Supporting structures of wind turbines contribute to wind farm blockage effect
Scientists from Cranfield University and the University of Oxford present a theoretical model for estimating the aerodynamic effects of wind turbine towers on the performance of wind farms. Using what is called a two-scale coupled momentum balance method, the group was able to theoretically and computationally reconstruct conditions that large wind farms might face in the future, including the dampening effect that comes with spacing turbines close to one another.
A key feature of the paper, said author Lun Ma, is that this most recent update to their model looks beyond a wind turbine’s rotor.
“In this paper, we have newly taken into account the influence of wind turbine towers that act as support structures, which was ignored in the original two-scale momentum model,” Ma said. “Therefore, essentially, the new model helps us understand the potential impact of wind turbine support structures on the wind farm blockage effect.”
Even expansive offshore wind farms face a blockage effect, in which wind slows down as it approaches turbines, as well as a wake effect, in which turbines slow wind down as it passes by them.
Precisely predicting such features of a wind farm before constructing it, however, remains a major challenge for the industry.
To get at this question, the researchers turned to two-scale momentum modeling that simulates how the efficiencies of individual wind turbines decrease as more are spaced closely together within a wind farm when considered in an ideal, infinitely large wind farm.
“This efficiency reduction predicted by the two-scale momentum model is closely related to the wind farm blockage effect,” Ma said. “However, the original two-scale momentum model was a highly simplified model and needed further improvements for practical applications.”

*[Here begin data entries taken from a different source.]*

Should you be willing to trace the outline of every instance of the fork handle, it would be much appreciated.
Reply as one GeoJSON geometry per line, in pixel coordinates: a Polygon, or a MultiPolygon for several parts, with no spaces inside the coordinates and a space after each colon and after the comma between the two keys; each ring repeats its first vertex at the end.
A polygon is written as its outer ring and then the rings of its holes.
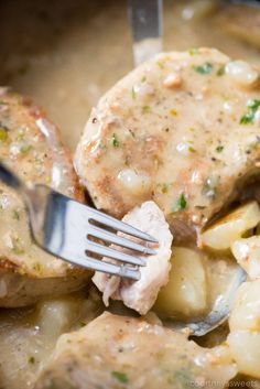
{"type": "Polygon", "coordinates": [[[24,184],[2,162],[0,162],[0,181],[17,191],[23,191],[24,184]]]}

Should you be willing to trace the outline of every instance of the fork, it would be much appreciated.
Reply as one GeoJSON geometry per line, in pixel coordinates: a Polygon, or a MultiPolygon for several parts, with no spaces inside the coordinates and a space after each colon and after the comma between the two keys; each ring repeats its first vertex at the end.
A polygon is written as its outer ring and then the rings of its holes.
{"type": "Polygon", "coordinates": [[[130,235],[144,242],[158,242],[150,235],[66,197],[46,185],[28,185],[2,163],[0,180],[22,196],[35,244],[61,259],[90,270],[139,280],[138,267],[145,266],[144,259],[101,245],[93,238],[142,255],[155,253],[148,245],[143,246],[116,233],[130,235]],[[109,263],[90,255],[108,257],[122,264],[109,263]]]}

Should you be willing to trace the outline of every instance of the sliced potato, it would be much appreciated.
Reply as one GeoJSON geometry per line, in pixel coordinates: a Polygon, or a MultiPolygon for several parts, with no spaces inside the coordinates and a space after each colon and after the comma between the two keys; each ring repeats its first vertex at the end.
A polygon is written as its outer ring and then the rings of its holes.
{"type": "Polygon", "coordinates": [[[163,317],[191,317],[207,310],[206,273],[203,257],[191,249],[175,247],[167,284],[161,289],[155,311],[163,317]]]}
{"type": "Polygon", "coordinates": [[[260,236],[236,240],[231,251],[251,280],[260,279],[260,236]]]}
{"type": "Polygon", "coordinates": [[[202,234],[201,244],[214,250],[227,250],[235,240],[238,240],[245,233],[256,227],[259,221],[260,209],[258,203],[248,203],[206,229],[202,234]]]}
{"type": "Polygon", "coordinates": [[[228,335],[227,341],[238,371],[260,378],[260,333],[235,331],[228,335]]]}

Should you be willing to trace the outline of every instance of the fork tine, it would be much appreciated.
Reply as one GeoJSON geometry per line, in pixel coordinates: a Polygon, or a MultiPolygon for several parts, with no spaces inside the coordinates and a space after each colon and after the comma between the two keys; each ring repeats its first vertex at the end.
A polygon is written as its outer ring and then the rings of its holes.
{"type": "Polygon", "coordinates": [[[118,261],[126,262],[126,263],[145,266],[144,260],[141,258],[129,256],[128,253],[115,250],[110,247],[98,245],[95,241],[88,241],[87,251],[93,253],[98,253],[104,257],[117,259],[118,261]]]}
{"type": "Polygon", "coordinates": [[[158,240],[155,238],[153,238],[151,235],[142,233],[140,229],[134,228],[132,226],[129,226],[128,224],[120,221],[120,220],[116,219],[115,217],[105,215],[96,209],[91,209],[91,214],[93,214],[93,217],[90,219],[93,219],[94,221],[98,221],[105,226],[108,226],[108,227],[111,227],[118,231],[131,235],[136,238],[140,238],[142,240],[158,244],[158,240]]]}
{"type": "Polygon", "coordinates": [[[142,253],[148,253],[148,255],[155,255],[156,251],[154,251],[153,249],[151,249],[150,247],[145,247],[145,246],[141,246],[139,244],[136,244],[132,240],[122,238],[116,234],[109,233],[104,230],[102,228],[96,227],[96,226],[91,226],[89,228],[89,233],[88,235],[95,237],[95,238],[99,238],[101,240],[105,240],[109,244],[115,244],[117,246],[121,246],[121,247],[126,247],[128,249],[134,250],[134,251],[139,251],[142,253]]]}
{"type": "Polygon", "coordinates": [[[140,280],[140,272],[136,269],[131,269],[127,266],[117,266],[113,263],[108,263],[106,261],[90,258],[88,256],[78,256],[78,257],[74,256],[73,259],[69,259],[69,262],[79,264],[89,270],[101,271],[104,273],[123,277],[136,281],[140,280]]]}

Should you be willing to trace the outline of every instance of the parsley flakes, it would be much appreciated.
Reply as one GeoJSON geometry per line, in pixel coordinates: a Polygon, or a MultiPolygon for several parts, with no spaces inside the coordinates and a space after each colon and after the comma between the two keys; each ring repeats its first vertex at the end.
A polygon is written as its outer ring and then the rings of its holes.
{"type": "Polygon", "coordinates": [[[219,144],[216,147],[216,152],[220,153],[220,152],[223,152],[223,150],[224,150],[224,145],[219,144]]]}
{"type": "Polygon", "coordinates": [[[258,107],[260,107],[259,99],[249,100],[247,104],[248,111],[243,116],[241,116],[239,121],[240,125],[252,123],[254,120],[254,116],[258,110],[258,107]]]}
{"type": "Polygon", "coordinates": [[[193,66],[193,68],[199,74],[209,74],[213,71],[213,65],[209,62],[205,62],[205,64],[193,66]]]}
{"type": "Polygon", "coordinates": [[[173,212],[185,209],[186,207],[187,207],[187,201],[186,201],[185,194],[182,193],[178,199],[176,201],[175,206],[173,207],[173,212]]]}
{"type": "Polygon", "coordinates": [[[128,376],[122,371],[111,371],[111,376],[121,383],[127,383],[129,381],[128,376]]]}
{"type": "Polygon", "coordinates": [[[116,133],[112,134],[112,145],[119,148],[120,143],[116,133]]]}

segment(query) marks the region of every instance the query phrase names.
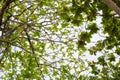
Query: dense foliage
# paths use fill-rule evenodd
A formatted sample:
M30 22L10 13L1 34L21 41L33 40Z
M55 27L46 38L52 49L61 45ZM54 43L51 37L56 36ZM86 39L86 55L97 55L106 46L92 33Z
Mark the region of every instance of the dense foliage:
M120 80L120 16L104 0L1 0L0 32L0 79Z

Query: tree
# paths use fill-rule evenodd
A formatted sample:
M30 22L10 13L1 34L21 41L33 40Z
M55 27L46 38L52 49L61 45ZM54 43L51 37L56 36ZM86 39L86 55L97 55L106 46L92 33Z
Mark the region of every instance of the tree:
M120 0L1 0L1 79L119 80L119 4ZM95 34L102 39L93 42ZM101 56L89 61L84 54Z

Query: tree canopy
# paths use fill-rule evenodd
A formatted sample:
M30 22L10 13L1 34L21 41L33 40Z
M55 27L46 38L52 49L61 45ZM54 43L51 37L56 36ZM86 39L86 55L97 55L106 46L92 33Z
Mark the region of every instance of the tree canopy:
M0 79L120 80L119 4L0 0Z

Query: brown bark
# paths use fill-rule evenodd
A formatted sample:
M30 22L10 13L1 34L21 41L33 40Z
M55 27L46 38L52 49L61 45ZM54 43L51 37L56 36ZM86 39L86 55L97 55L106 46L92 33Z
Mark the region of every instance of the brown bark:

The group combined the momentum balance equation with another approach, called actuator disc theory, which let them include other factors, such as the impact of turbine support structures. The approach allowed them to begin considering more practical scenarios, like wind farms that are a finite size.
They then conducted simulations using computational fluid dynamics to verify that such structures contribute to the blockage effect, particularly through the drag on the wind that they produce.
Ma said the group will look to better understand how the blockage effect changes with weather conditions.